Three little voices cried out, “Here, right here!”

She turned her gaze to the table by the east window, an oasis in the morning sunshine where her houseplants thrived.

“Bless your hearts, don’t you look lovely!” she said to the three little violet plants she’d divided from the overgrown plant from her office. Two had clusters of dark pink blossoms, and the third, the one in the wicker basket, would probably do so soon. “I’m so proud of you,” she said, feeling very satisfied. They were her first attempt, and they’d all survived. “Is there something you need?”

“We’re fine, but some of the other plants don’t look good and we thought you ought to know.”

Anxiously she looked them over. The Christmas cactus that had bloomed so heartily last year was looking peaked and puckery. The three cactus plants from New Mexico looked like they hadn’t seen water in years.

“Oh dear, have I neglected you?” she fretted. “You aren’t on the same schedule as the rest of the girls, and I must have forgotten you!” She hurried to the kitchen for her watering can.
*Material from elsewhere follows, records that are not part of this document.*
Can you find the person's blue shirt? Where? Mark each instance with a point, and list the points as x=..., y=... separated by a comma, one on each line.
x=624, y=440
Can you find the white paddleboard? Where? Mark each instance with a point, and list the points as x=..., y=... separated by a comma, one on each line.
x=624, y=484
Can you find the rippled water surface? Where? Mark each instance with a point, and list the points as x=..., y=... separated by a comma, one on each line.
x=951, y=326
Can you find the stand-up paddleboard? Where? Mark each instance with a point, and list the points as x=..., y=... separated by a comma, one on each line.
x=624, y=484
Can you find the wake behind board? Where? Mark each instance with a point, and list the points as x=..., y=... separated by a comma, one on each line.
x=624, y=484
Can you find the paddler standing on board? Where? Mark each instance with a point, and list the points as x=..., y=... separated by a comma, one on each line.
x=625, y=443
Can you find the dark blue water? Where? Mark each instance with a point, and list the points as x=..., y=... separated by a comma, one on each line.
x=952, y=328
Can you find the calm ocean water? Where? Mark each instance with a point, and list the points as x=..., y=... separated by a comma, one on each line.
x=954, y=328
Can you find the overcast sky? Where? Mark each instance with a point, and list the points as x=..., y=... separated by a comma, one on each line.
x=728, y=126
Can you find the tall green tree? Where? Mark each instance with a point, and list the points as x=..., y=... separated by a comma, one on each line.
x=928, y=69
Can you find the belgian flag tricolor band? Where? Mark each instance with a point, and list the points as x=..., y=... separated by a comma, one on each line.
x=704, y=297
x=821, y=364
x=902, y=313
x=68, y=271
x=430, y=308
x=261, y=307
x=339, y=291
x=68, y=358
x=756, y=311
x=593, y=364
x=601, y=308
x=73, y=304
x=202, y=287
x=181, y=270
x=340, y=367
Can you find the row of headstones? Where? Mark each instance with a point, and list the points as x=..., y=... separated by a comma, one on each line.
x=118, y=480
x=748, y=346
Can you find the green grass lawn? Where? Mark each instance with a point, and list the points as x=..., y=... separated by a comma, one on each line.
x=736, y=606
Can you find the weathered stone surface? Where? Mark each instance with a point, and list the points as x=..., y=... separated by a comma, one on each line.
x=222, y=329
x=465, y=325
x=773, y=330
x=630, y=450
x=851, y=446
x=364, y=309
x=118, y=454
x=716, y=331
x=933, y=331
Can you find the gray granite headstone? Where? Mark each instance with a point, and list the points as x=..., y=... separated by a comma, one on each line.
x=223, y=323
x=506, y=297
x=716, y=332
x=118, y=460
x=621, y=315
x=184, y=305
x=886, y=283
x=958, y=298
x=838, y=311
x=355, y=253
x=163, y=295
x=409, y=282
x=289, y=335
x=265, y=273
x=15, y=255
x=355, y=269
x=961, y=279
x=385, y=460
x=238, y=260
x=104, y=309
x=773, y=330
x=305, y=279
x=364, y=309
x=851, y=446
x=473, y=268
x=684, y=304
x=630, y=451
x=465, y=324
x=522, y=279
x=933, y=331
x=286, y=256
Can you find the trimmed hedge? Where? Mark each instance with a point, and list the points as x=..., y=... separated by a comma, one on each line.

After giving the succulents their good drinks, she turned her attention to the hoya which she’d recently tamed. Its branches had shot out over the lamp and through the shade, down to the floor and up toward the ceiling. And now, for the first time in over six years in this new house, it had a cluster of buds, small porcelain berries that would open into velvety, chocolate smelling flowers. “Oh, look,” she said with glee, “you’re going to have flowers!” She couldn’t have sounded happier if she’d heard she was going to be a grandmother again.

Humming to herself, she glanced at her notepad and headed to the broom closet. "A list makes everything so much easier," she said, "especially when I can count on my house to cooperate." The violets nodded.